Virginia's new moment of silence rule, which would require public schools to set aside a minute every day to meditate or pray, will likely go from the desk of Gov. James S. Gilmore III to a federal courtroom.

Although the governor still must sign the bill, which should happen sometime in the next few weeks, both supporters and opponents say the measure will probably end up in court.

But they disagree as to what a court would do.

The question for a judge, according to the American Civil Liberties Union's Virginia chapter, will be whether the proposed law is a backdoor entry for school prayer or a neutral policy that passes Constitutional muster. For that a judge must look at legislative history, the ACLU argues.

Comments from lawmakers like Lionell Spruill Sr., Chesapeake Democrat, who told fellow lawmakers he didn't know why they were afraid to admit the bill was about prayer, could bolster the ACLU's case.

"I question why in the world are we afraid to use the word 'prayer'? Why are we hiding behind [silence]? Are we scared that we won't get re-elected to office?" Mr. Spruill asked fellow delegates on the House floor.

But some of the bill's supporters say the law is so clearly neutral on its face that a judge won't have to examine its history.

"They will look at legislative history when [a law] is not clear on its face. In this legislation, it's pretty clear," said John Whitehead, founder of the Rutherford Institute, a Charlottesville-based organization concerned with First Amendment rights.

And Attorney General Mark L. Earley, who the bill requires to defend any challenges, said the most important part of legislative intent is what the bill's sponsor had in mind. In this case, that's Sen. Warren E. Barry, Fairfax Republican, who went out of his way during the debates to say he did not mean for this to be a religious overture.

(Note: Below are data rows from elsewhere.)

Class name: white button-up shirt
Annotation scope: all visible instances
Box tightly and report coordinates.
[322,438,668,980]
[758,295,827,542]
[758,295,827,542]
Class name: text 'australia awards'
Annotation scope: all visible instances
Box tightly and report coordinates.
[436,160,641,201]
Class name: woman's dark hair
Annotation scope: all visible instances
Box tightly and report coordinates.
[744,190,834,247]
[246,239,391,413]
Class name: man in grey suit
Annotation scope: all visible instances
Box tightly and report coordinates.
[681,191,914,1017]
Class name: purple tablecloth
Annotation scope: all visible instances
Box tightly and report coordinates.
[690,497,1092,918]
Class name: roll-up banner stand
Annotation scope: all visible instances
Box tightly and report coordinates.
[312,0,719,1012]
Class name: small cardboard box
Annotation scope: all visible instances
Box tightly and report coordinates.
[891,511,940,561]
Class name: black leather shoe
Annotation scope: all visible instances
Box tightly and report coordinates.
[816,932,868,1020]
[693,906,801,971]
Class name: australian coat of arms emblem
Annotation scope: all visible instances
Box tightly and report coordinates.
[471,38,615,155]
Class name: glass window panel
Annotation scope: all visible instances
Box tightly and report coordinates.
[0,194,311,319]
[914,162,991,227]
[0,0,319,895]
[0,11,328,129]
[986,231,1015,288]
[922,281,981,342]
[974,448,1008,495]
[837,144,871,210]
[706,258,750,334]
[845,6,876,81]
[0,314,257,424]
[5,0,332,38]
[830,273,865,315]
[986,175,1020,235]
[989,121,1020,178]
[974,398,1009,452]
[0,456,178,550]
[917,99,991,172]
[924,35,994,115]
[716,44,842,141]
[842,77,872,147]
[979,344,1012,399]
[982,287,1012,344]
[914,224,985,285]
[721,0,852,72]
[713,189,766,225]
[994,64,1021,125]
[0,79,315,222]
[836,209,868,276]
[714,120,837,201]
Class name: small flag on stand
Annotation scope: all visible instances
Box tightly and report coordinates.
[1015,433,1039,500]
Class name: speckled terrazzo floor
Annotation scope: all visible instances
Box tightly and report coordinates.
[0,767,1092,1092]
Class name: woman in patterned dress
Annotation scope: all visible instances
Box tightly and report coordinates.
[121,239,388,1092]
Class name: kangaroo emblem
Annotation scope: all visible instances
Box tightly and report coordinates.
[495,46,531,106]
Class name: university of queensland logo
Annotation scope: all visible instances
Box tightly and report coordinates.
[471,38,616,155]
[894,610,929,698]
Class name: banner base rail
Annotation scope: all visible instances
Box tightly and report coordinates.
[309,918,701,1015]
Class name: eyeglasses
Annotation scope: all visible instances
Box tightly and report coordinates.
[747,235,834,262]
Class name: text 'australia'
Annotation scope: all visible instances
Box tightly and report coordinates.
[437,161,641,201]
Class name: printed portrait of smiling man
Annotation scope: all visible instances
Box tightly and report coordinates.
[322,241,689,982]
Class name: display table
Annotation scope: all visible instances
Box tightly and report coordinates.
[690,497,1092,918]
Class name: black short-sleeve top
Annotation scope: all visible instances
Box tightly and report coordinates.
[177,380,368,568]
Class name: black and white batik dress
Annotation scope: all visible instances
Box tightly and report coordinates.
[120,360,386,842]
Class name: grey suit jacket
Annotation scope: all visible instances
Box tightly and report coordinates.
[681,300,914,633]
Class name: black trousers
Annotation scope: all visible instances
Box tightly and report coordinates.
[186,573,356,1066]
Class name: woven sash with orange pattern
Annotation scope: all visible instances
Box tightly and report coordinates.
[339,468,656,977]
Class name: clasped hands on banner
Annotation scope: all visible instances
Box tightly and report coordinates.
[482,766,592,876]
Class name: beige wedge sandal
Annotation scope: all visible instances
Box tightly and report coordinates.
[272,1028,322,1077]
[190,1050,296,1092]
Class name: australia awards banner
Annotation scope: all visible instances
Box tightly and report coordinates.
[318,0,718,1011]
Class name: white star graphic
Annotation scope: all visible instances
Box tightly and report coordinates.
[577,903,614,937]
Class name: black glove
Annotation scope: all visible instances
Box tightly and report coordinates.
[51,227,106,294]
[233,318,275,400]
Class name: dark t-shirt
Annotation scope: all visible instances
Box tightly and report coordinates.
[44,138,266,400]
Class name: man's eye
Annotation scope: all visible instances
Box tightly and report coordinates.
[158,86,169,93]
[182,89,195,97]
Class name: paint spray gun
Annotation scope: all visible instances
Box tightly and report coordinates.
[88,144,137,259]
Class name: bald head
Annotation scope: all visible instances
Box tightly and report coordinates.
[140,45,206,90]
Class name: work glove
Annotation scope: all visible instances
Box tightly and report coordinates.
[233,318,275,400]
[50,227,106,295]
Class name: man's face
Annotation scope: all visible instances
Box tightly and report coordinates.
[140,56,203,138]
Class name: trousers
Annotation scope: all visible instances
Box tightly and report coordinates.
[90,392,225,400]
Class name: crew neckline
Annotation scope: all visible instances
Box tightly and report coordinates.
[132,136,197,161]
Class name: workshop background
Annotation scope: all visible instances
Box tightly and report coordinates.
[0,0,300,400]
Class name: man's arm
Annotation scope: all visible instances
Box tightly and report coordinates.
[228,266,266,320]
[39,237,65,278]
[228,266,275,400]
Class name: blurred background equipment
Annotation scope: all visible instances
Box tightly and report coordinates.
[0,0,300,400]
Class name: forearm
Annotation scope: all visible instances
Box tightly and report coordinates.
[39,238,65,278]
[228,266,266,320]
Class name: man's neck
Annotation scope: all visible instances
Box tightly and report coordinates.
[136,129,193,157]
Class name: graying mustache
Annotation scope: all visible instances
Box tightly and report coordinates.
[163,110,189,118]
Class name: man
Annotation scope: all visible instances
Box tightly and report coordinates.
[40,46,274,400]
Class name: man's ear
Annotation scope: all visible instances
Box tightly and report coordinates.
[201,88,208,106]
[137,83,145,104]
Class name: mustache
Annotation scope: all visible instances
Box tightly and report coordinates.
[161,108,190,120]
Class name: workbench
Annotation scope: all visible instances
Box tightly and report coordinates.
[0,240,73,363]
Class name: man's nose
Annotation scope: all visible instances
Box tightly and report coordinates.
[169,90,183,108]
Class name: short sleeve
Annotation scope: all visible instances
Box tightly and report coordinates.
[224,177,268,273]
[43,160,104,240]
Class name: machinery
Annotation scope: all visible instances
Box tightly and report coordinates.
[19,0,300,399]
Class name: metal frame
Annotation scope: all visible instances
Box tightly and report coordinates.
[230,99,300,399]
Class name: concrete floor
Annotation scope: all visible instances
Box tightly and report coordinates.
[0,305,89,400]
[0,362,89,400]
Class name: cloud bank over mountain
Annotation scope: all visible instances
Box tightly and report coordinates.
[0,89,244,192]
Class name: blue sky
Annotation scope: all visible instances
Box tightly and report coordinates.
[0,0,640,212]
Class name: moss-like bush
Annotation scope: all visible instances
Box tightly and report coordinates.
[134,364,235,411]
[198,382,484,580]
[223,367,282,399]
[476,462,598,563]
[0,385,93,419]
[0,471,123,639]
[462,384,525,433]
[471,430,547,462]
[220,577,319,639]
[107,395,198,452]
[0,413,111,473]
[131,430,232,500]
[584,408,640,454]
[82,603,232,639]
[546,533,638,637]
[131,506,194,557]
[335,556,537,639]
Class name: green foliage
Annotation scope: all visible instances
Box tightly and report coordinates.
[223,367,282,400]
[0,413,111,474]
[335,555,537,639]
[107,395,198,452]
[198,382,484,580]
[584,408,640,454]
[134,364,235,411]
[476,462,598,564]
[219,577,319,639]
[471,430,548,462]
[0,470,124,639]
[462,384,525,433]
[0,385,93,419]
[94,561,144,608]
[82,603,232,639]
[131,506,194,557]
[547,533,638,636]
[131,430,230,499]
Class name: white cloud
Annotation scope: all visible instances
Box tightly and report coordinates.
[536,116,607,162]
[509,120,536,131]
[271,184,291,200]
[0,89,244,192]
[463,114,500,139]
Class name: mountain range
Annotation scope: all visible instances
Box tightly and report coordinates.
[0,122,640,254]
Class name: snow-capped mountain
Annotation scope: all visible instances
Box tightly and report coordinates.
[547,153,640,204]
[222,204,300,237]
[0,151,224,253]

He and Mr. Gilmore both said this week they are ready to back the bill, and neither foresees constitutional problems.

"The Constitution was intended to prevent a state from setting up a church, and I don't think we have any intention of directing anybody in that manner," said Mr. Gilmore, a former state attorney general himself.

The bill to create a mandatory minute of silence passed overwhelmingly in both the state House and Senate, but not before going through several versions and hours of debate.

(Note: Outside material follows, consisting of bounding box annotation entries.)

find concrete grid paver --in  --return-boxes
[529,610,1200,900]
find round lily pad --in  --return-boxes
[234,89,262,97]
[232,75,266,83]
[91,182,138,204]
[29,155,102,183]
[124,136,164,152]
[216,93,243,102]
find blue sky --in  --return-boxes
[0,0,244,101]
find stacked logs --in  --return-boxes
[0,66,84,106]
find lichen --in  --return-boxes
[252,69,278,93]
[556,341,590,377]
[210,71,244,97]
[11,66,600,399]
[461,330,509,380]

Originally, the bill would have required teachers to announce to the class that the minute was to be used for prayer, reflection or meditation a particular sticking point for opponents.

A constitutional law professor from the University of Richmond told the House Education Committee the bill as it stood then was clearly in violation of the Constitution.

Then the bill was gutted, and a House committee essentially reaffirmed the existing state law, which allowed but did not require schools to have a minute of silence, in which children could choose what to do.

The full House then changed the committee version and required school boards to develop a policy for each school to have a minute of silence.

That the law allows students to choose either to pray or not to pray is critical, Mr. Whitehead said.

"Most of the cases that have been lost in terms of the establishment [of religion] clause have been lost on the grounds that the government has mandated it," he said. "In this case, you don't have that."

The ACLU argues the original bill was certainly unconstitutional, but is less sure about the current version, in which prayer is "almost an afterthought" to the minute of silence, said Kent Willis, executive director of the Virginia chapter.

He predicted problems will arise when individual school districts pass their policies about how a minute of silence will be conducted.